Um pesquisador avaliou o acordo provisório entre Estados Unidos e Irã, classificando o documento como estruturado para ser rompido. O memorando, que prevê negociação final em até 60 dias, contém 14 pontos. O especialista afirmou que, caso o pacto não se cumpra, o líder israelense será o principal prejudicado politicamente.
O especialista, professor da UFF e pesquisador de Harvard, declarou que o memorando representa uma tentativa de acordo, e não um compromisso sólido. Ele destacou que a manutenção do status quo é uma vitória estratégica para o Irã, visto que o Estreito de Ormuz já estava aberto antes dos ataques dos Estados Unidos e de Israel. Qualquer desarranjo nas negociações pode afetar o fechamento do Estreito.
Brustolin explicou que o foco do conflito deveria ser o programa nuclear iraniano, e não somente o Estreito de Ormuz. Ele mencionou que líderes do G7 cobraram que as negociações abrigassem o programa de mísseis, o financiamento a grupos como Hamas e Houthis, e o programa de drones iraniano. O pesquisador comentou que o líder americano estaria buscando fechar o acordo por razões eleitorais internas.

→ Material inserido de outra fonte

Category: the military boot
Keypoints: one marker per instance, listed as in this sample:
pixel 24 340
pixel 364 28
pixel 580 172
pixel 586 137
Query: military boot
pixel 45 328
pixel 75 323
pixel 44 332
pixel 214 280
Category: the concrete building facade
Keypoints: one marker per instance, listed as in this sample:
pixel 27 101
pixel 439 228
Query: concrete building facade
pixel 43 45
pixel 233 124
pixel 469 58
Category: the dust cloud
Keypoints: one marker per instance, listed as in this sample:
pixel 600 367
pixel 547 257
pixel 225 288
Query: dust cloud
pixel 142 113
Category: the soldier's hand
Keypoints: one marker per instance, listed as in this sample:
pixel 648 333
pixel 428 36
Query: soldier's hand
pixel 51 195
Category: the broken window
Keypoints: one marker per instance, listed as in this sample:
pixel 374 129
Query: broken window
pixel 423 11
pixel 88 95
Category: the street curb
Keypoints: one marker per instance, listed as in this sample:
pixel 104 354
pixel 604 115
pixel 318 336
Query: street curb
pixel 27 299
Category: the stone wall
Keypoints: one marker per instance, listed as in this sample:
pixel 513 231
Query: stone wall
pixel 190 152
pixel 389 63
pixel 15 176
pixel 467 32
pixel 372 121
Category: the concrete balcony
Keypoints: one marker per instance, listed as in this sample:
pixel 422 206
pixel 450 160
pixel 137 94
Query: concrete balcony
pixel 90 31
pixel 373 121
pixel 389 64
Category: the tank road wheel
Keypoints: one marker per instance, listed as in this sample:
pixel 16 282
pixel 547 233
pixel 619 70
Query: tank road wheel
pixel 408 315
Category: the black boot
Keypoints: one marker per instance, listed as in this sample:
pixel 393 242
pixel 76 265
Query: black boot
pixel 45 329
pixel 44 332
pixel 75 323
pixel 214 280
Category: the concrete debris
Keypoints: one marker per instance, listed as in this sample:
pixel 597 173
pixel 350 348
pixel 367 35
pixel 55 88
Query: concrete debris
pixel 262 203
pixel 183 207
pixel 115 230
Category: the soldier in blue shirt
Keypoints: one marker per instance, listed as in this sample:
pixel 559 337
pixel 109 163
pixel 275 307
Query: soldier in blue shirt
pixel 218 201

Questionado sobre as tensões entre Estados Unidos e Israel, o especialista afirmou que o líder israelense prioriza interesses pessoais. Ele citou que o líder enfrenta quatro acusações de corrupção e um mandado de prisão do Tribunal Penal Internacional. Por isso, ele concluiu: “Quem deve pagar caso o acordo não se cumpra é o Netanyahu. O Trump precisa de alguém para culpar”.